Em nota, Marília reafirmou sua pré-candidatura ao Senado e defendeu que o PT deve “liderar a construção de uma aliança ampla e competitiva”, envolvendo partidos como PCdoB, PV, PSB, MDB, Rede, PSOL e PDT. Segundo ela, a esquerda enfrenta dificuldades para consolidar uma candidatura competitiva ao governo e lançar um nome próprio poderia “reproduzir uma disputa fortemente polarizada”.
“[A decisão] tende a recolocar no centro do debate conflitos que pouco contribuem para enfrentar os problemas concretos dos mineiros, além de dificultar a formação de uma maioria política capaz de sustentar o projeto democrático liderado pelo presidente Lula”, afirmou Marília Campos.

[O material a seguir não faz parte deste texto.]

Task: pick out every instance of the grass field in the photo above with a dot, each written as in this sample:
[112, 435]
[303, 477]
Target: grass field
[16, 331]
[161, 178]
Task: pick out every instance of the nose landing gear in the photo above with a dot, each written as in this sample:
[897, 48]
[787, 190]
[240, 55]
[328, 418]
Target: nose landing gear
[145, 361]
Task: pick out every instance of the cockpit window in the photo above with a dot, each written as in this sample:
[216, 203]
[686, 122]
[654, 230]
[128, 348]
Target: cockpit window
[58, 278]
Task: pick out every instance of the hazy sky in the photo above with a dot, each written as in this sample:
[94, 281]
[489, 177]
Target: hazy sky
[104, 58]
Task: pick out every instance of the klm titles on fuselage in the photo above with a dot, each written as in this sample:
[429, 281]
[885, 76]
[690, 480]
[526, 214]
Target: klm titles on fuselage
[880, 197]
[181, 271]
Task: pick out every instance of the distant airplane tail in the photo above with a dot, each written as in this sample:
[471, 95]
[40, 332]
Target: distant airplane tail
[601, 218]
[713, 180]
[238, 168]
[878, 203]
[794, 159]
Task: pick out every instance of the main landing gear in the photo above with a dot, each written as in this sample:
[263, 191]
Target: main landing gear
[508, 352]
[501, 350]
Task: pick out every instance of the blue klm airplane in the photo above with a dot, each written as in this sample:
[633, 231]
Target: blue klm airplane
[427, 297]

A pressão para que Marília dispute o governo mineiro aumentou após reunião com Lula na quarta-feira (24), quando o presidente indicou a preferência do PT por uma candidatura própria e mencionou o nome da ex-prefeita.
Após o encontro, a presidente do PT de Minas Gerais, deputada estadual Leninha, confirmou a decisão do partido de lançar um nome da sigla na disputa. “As definições sobre esse projeto serão construídas nos próximos dias, a partir do diálogo entre o partido e as forças políticas comprometidas com um projeto democrático e popular para o estado”, disse em nota.
Marília Campos ressaltou que sua candidatura ao Senado é a “única disponibilidade política” para 2026 e que conta com o apoio do presidente nacional do PT, Edinho Silva. “Trata-se de uma pré-candidatura estratégica porque Minas não possui atualmente senadores da base do presidente Lula e porque representa um importante avanço na presença feminina em cargos majoritários”, destacou.
Ela reforçou a necessidade de construir uma ampla aliança democrática para a disputa do governo estadual, reunindo partidos que apoiam o governo Lula e priorizando as forças progressistas e democráticas.
O cenário político em Minas Gerais se complica para Lula após o ex-presidente do Senado Rodrigo Pacheco (PSB) recusar a candidatura ao governo, decisão anunciada no fim de maio, quando também declarou a intenção de deixar a vida pública após o término do mandato em janeiro.
Além disso, o palanque mineiro do senador Flávio Bolsonaro (PL-RJ), principal adversário de Lula na reeleição, ainda não está definido. O PL aposta no senador Cleitinho (Republicanos) e considera lançar a candidatura do empresário Flávio Roscoe (PL), ex-presidente da Fiemg, caso Cleitinho não concorra.